Wednesday, 26 February 2014

The SACC gets a new leadership

Some weeks ago I got the invitation to the Triennial Conference of the South African Council of Churches. I knew that it was coming, after having met the President of the SACC, Bishop Joe Seoka, when I was in Busan for the WCC Assembly in November last year. But I was not sure about the dates. It would have been great to be part of this occasion but unfortunately work kept me busy at the university.

A short background: The SACC has had severe problems the last few years. One could even discuss whether it still existed. My opinion is that, although the office had to close due to bankruptcy, and that the Triennial Conference should have met already in 2013, the Council has existed. The Council is first and foremost a fellowship of churches and other organisation. This very fellowship exists even if the organisation and office is experiencing a crisis.

The theme of the conference, which took place yesterday and today, was:
God of Life: Renew, Restore and Transform us for the service of your Kingdom. Isaiah. 43:19
It reflects the need for something dramatically new to happen. In order to accomplish this, the new leadership is:
President: Bishop Ziphozihle D. Siwa. (Presiding Bishop of the Methodist Church of Southern Africa. He preached at the funeral of Mandela. The sermon is here!)

Senior Vice President:  Dr Frank Chikane. (He was the General Secretary of the SACC 1987-1993, when he was head hunted to the Independent Electoral Commission (IEC) and after that to the Presidency of Thabo Mbeki. With him, I think the Council wants to get the organisation in order. The question is how people will regard his close links to the ANC. One student said spontaneously: “He is polluted!”)

Vice President: Father Michael Lapsley. (He is the founder of the Institute for Healing of Memories. Fr Lapsley is a staunch member of the ANC.)
So, will this new leadership be able to give the necessary renewal, restoration and transformation to the Council? Are they the three wise men, who will accomplish that? There is no doubt that they have experience.
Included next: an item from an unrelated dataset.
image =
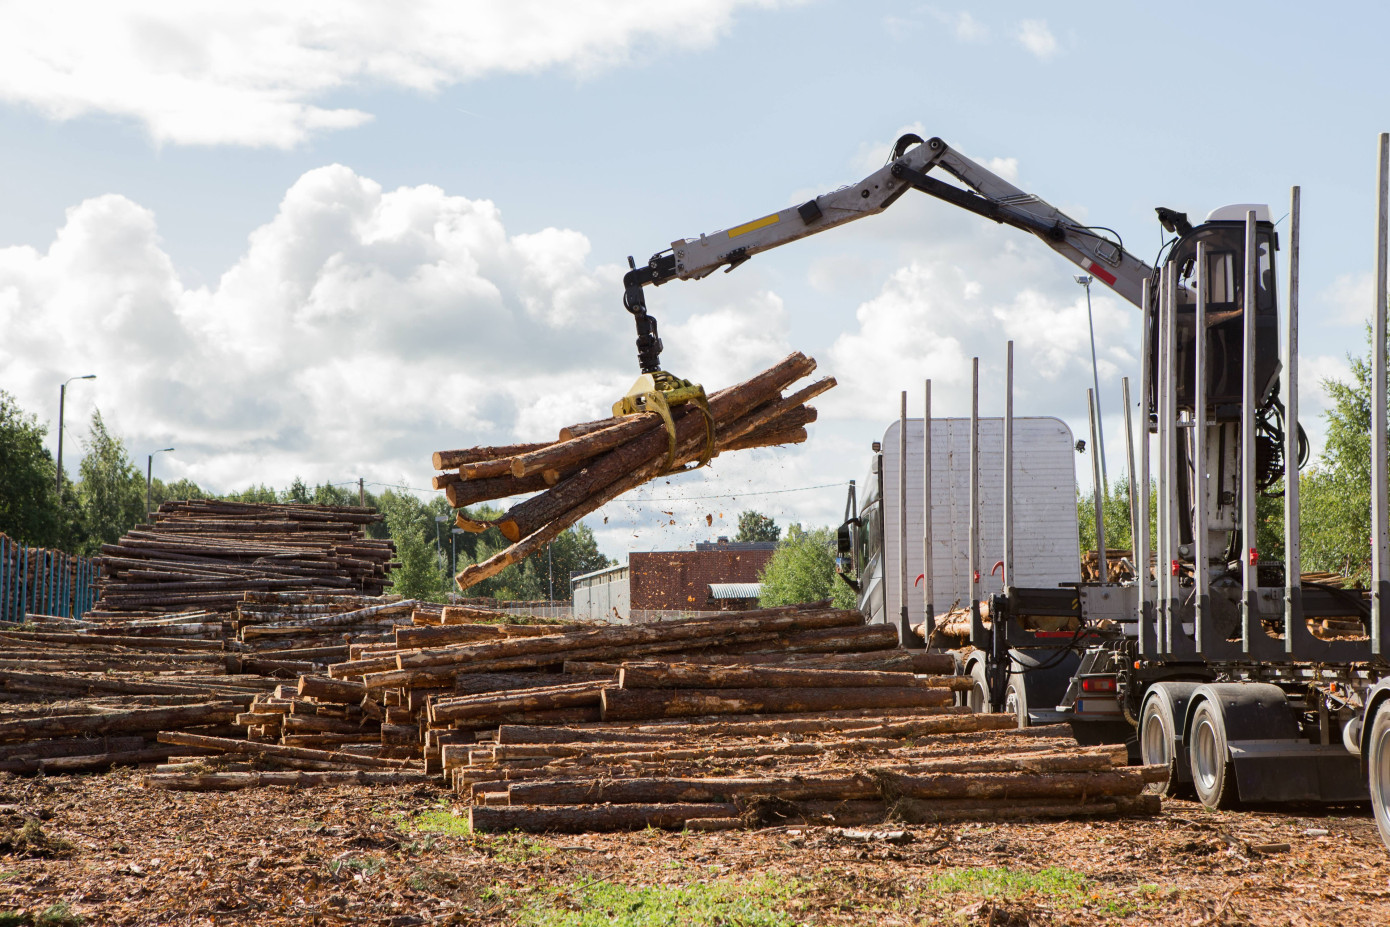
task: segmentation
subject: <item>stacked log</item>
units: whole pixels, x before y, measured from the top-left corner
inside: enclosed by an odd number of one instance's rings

Time will show.

On a critical note I want to say two things:

1) Why only men?

2) Why three leaders with (as far as I understand) close links to the ruling party? (About Bishop Siwa I’m speaking under correction. He did preach at the Funeral of Mandela – the reason was of course that Mandela was a Methodist, not that Siwa belongs to the ANC. So I might be wrong!) But the other two are ANC members and highly respected. 

Interestingly enough, when I googled for this news (which I didn’t find on the web) I found something else instead. (I googled on SACC, Chikane and Lapsley.) I found an Eulogy by President Zuma which he gave at the funeral of the struggle veteran and former Member of Parliament, Sister Bernard Ncube. Zuma said, among other things:
South Africa produced exceptional men and women of the cloth who fulfilled Biblical scriptures through bravely using the church as a site of struggle to free the people they ministered to.

These leaders included church leaders like Dr Beyers Naude the founder of the Christian Institute, Archbishop Dennis Hurley, Archbishop Desmond Tutu, Dr Alan Boesak, Father Smangaliso Mkhatshwa and Father Albert Nolan and the Reverends Frank Chikane, Mcebisi Xundu, Michael Lapsley, and of course Sister Bernard Ncube.

The illustrious list also includes Father Trevor Huddlestone, who became a founder member and President of the British Anti-Apartheid Movement. He played a critical role in both the World Council of Churches and the SACC to ensure that the church adopted the programme to combat racism.
Both Chikane, Lapsley and the SACC are mentioned. Zuma also manages to mention at least one women: Sr Ncube (after all it was her funeral).

About Zuma it is also interesting to know that he, contrary to Mandela and Mbeki, has communicated more with charismatic and evangelical churches. Mandela and Mbeki supported the NRLF (The National Religious Leaders Forum) where the SACC was very active and so called mainline churches in majority. Zuma opted for something else and the National Interfaith Leadership Council (NILC) was formed. Those two bodies later merged into the National Interfaith Council of South Africa (NICSA). Instrumental in this process was Pastor Ray McCauley of the Rhema Bible Church.

Well, time will show what happens with the SACC. I pray that these three competent persons will be able to facilitate the process of getting the Council back on track.

If I were to add something I would like the whole Council to be restructured. Just like it happened with the Christian Council of South Africa (CCSA) in 1967-68, when it got new constitution and a new name. This organisation was only 31 years old. (It was formed in 1936). The SACC is 46 years old. To me it makes sense to restructure an ecumenical movement from time to time, because the ecumenical landscape changes. I hope the new leadership read the WCC document: “Together Towards Life: Mission and Evangelism in Changing Landscapes” closely. Especially the part called: “Mission from the margins”. The questions should be:
Who are on the margins in South Africa today?

How do we make sure that their voice is being listened to?
May God bless the SACC! South Africa needs it!